The _render() method reads these properties and builds the DOM. To add a new slide, just add an object to the slides array.

---

Pattern: Dialog System

Custom dialogs replace native alert() and confirm():

// Alert (informational)
await HellionDialog.alert('Message text', {
  type: 'info',        // 'info', 'success', 'warning', 'danger'
  title: 'Title'
});

// Confirm (yes/no)
const ok = await HellionDialog.confirm('Are you sure?', {
  type: 'danger',
  title: 'Delete',
  confirmText: 'Delete',     // Custom button text
  cancelText: 'Cancel'
});
if (ok) { /* user confirmed */ }

---

Pattern: Pointer Events for Drag

Widget dragging and board reordering use the Pointer Events API (not mouse events):

element.addEventListener('pointerdown', (e) => {
  element.setPointerCapture(e.pointerId);

  function onMove(ev) {
    // Update position
  }

  function onUp() {
    element.releasePointerCapture(e.pointerId);
    element.removeEventListener('pointermove', onMove);
    element.removeEventListener('pointerup', onUp);
  }

  element.addEventListener('pointermove', onMove);
  element.addEventListener('pointerup', onUp);
});

Why Pointer Events over Mouse Events?
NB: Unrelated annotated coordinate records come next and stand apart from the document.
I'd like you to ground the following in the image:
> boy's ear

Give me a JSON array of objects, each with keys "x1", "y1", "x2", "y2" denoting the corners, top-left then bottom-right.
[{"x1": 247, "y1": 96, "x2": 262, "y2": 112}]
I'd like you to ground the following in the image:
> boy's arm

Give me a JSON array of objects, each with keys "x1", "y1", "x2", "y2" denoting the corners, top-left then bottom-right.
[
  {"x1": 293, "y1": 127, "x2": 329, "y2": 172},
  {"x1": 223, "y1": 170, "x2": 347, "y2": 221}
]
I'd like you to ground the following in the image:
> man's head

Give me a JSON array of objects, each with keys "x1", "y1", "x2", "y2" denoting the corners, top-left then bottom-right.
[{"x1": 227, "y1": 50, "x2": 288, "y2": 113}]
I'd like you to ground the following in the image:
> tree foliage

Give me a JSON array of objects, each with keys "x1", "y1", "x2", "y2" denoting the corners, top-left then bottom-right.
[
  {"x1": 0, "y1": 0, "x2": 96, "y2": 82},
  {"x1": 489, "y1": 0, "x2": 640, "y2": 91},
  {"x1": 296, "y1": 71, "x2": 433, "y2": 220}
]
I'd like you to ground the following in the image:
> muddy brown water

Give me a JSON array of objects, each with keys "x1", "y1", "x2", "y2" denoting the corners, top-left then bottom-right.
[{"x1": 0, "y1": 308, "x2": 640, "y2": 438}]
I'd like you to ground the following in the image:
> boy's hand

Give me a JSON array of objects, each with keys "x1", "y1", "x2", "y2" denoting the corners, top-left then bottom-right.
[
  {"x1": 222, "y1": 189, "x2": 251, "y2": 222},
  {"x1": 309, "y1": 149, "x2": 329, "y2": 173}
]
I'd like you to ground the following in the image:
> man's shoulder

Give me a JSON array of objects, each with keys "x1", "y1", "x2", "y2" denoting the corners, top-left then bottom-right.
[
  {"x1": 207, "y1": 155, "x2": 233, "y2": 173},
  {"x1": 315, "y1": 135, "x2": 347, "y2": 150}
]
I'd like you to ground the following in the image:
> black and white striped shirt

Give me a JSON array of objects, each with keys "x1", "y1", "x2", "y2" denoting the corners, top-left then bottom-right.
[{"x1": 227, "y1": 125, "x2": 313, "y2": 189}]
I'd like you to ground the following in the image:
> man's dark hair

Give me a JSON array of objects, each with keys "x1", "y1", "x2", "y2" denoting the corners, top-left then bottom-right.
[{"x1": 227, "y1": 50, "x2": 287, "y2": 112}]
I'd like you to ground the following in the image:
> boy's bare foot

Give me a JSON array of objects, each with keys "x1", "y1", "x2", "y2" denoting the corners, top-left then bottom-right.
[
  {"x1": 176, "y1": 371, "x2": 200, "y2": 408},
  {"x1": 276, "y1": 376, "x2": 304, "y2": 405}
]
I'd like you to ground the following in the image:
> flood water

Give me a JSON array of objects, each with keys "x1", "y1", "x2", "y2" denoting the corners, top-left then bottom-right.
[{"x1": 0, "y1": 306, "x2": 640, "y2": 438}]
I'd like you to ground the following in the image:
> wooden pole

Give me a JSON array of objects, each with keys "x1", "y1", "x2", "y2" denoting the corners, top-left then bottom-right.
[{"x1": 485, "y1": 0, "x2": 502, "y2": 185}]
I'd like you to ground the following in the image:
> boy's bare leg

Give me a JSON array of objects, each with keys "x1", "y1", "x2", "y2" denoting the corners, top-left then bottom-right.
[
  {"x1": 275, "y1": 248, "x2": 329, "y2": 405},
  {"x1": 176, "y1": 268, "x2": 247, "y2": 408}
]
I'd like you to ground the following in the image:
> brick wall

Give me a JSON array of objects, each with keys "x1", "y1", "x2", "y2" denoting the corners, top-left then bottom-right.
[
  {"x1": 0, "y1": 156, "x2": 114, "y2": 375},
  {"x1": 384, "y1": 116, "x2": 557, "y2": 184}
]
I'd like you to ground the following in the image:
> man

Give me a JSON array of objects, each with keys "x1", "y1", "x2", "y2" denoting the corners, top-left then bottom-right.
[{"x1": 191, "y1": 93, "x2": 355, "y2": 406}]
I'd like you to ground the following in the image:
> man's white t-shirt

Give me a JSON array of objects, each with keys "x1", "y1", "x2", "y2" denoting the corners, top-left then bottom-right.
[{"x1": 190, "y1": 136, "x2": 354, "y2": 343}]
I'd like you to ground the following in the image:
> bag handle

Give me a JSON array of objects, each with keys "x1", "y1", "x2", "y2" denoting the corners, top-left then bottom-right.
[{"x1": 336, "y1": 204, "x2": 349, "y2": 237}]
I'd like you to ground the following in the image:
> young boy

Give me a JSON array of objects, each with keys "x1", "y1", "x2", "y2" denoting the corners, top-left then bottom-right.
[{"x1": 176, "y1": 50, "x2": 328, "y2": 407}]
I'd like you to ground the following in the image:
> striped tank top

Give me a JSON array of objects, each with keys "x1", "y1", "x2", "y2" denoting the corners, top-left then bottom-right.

They work with both mouse and touch, and setPointerCapture ensures events continue even if the cursor leaves the element.

---

Pattern: Canvas API Image Processing

The image reference widget converts uploaded images to WebP for smaller size:

_processFile(file) {
  return new Promise((resolve, reject) => {
    const objectUrl = URL.createObjectURL(file);
    const img = new Image();

    img.onload = () => {
      const canvas = document.createElement('canvas');
      canvas.width = img.width;
      canvas.height = img.height;
      const ctx = canvas.getContext('2d');
      ctx.drawImage(img, 0, 0);
      const webpUrl = canvas.toDataURL('image/webp', 0.85);
      URL.revokeObjectURL(objectUrl);
      resolve(webpUrl);
    };

    img.onerror = () => {
      URL.revokeObjectURL(objectUrl);
      reject(new Error('Image could not be loaded'));
    };

    img.src = objectUrl;
  });
}

Important: Always call URL.revokeObjectURL() to free memory.

---

Coding Rules Summary

Rule	Rationale
createElement only, never innerHTML	XSS prevention
All storage through Store	Browser compatibility
CSS variables, no hardcoded colors	Theme support
Event delegation	Performance, dynamic content
const/let, never var	Block scoping
No external dependencies	Extension simplicity
No build step	Direct development
JSDoc comments on public functions	Documentation
URL validation before href	Security
Error handling on storage operations	Graceful failure

---

Manifest Synchronization

Three manifest files must stay in sync:

• manifest.json — Chrome, Edge, Brave, Vivaldi
• manifest.firefox.json — Firefox
• manifest.opera.json — Opera, Opera GX

When changing version numbers, permissions, or content script entries, update all three files.